Können wir als Erwachsene eigentlich noch so richtig Advent feiern? Können wir noch mit kindlicher Ungeduld warten? Den meisten fehlt nichts oder nicht viel. Wir haben, was wir brauchen. Wir freuen uns eher daran, es für andere Advent werden zu lassen. Wir freuen uns über große, ungeduldige und leuchtende Kinderaugen, aber unsere eigenen Adventsaugen leuchten nicht mehr wie früher.
Die Kinder dagegen leben den Advent. Sie können es nicht erwarten. Sie sind ungeduldig. Wenn man durch das Aufessen des Adventskalenders Weihnachten auf einen Sitz herbeizwingen könnte, würden sie es sofort tun. Ich sage das, weil dieses unbändige und ungeduldige Warten ursprünglich zu einem Advent, wie ihn unsere Bibel meint, hinzugehörte:
Von einer solchen unbändigen und ungeduldigen Erwartung waren nämlich die meisten Menschen zur Zeit Jesu bestimmt. Von der Messiaserwartung redet man in der Sprache der Theologen: Den Messias, auf lateinisch den Christus, auf deutsch den Gesalbten, den von Gott Gesandten, haben sie erwartet.

Hoffnung auf Gerechtigkeit

Die zumindest haben ihn erwartet, die auf Änderung der Verhältnisse hofften: die sich durch die römische Besatzung ihrer Grundrechte beraubt fühlten, oder für die als Arme vom Tisch der Reichen nichts abfiel. Andere haben sich nicht so sehr danach gesehnt: die Oberen nämlich, die sich mit den Römern arrangierten und sich ihre Freiheit und ihren Luxus einigermaßen erhalten konnten. Denen war im Gegenteil an der Ruhe im Land gelegen, damit die Römer als Besatzer keinesfalls einen Grund zum Eingreifen finden könnten.
Die anderen aber sehnten sich unbändig nach Gerechtigkeit: nach politischer Gerechtigkeit, also nach der Freiheit von der Unterdrückung. Und nach sozialer Gerechtigkeit, nach einer gerechten Verteilung der Güter, nach einem Ausgleich zwischen Arm und Reich.
Und weil sie sahen, dass weder die herrschenden Politiker noch die damaligen Untergrundkämpfer diesen gerechten Ausgleich schafften, erhofften sie sich nach der Verheißung des Alten Testaments ein Eingreifen Gottes ganz persönlich. Oder das Eingreifen eines Gottgesandten in seinem Namen.

Gerechtigkeit bedeutet Abgeben

Ich glaube, die meisten von uns gleichen eher dieser damaligen Oberschicht, die eigentlich gar keine einschneidende Veränderung will.

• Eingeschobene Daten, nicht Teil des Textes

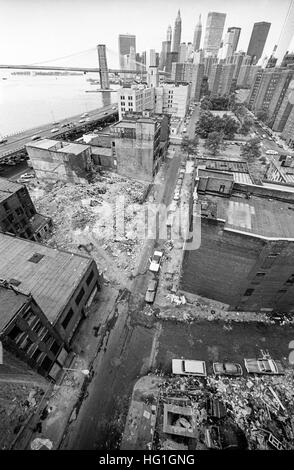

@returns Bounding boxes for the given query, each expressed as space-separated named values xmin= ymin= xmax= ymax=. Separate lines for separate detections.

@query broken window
xmin=76 ymin=287 xmax=85 ymax=305
xmin=29 ymin=253 xmax=44 ymax=263
xmin=244 ymin=289 xmax=254 ymax=297
xmin=86 ymin=270 xmax=94 ymax=286
xmin=61 ymin=309 xmax=73 ymax=329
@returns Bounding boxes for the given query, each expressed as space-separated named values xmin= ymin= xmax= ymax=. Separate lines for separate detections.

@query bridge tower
xmin=97 ymin=44 xmax=109 ymax=90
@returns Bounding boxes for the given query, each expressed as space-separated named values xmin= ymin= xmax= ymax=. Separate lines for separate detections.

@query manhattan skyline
xmin=0 ymin=0 xmax=294 ymax=67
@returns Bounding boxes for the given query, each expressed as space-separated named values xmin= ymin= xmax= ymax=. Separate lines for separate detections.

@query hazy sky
xmin=0 ymin=0 xmax=290 ymax=67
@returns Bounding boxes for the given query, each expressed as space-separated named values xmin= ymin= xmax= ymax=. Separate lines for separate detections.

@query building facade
xmin=118 ymin=34 xmax=136 ymax=69
xmin=247 ymin=21 xmax=271 ymax=64
xmin=0 ymin=280 xmax=69 ymax=381
xmin=203 ymin=11 xmax=226 ymax=56
xmin=110 ymin=112 xmax=167 ymax=182
xmin=0 ymin=178 xmax=53 ymax=241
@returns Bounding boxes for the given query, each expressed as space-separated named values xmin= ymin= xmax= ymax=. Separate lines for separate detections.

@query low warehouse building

Denn einschneidende Veränderungen zu mehr Gerechtigkeit würden ja bedeuten, dass die, die jetzt viel haben, abgeben müssen. Wer will schon eine Erhöhung der Ausgaben für Entwicklungshilfe, wenn das zur Folge hat, dass am Ende weniger auf unserem Gehaltskonto und Rentenkonto ist? Wer will mehr klimaschonende Maßnahmen in Europa, wenn das deutsche Arbeitsplätze kostet? Für „Brot für die Welt“ geben wir von dem, was wir übrig haben. Wer gibt schon so viel, dass er sich dann selbst einschränken müsste?
Ich vermute, im heruntergewirtschafteten Simbabwe, das nun auch noch von der Cholera bedroht wird, denken und fühlen die Christen ganz anders als wir. Die rufen vermutlich wie Maria: Herr, komm doch. Stürze die Gewaltigen vom Thron und erhebe die Niedrigen.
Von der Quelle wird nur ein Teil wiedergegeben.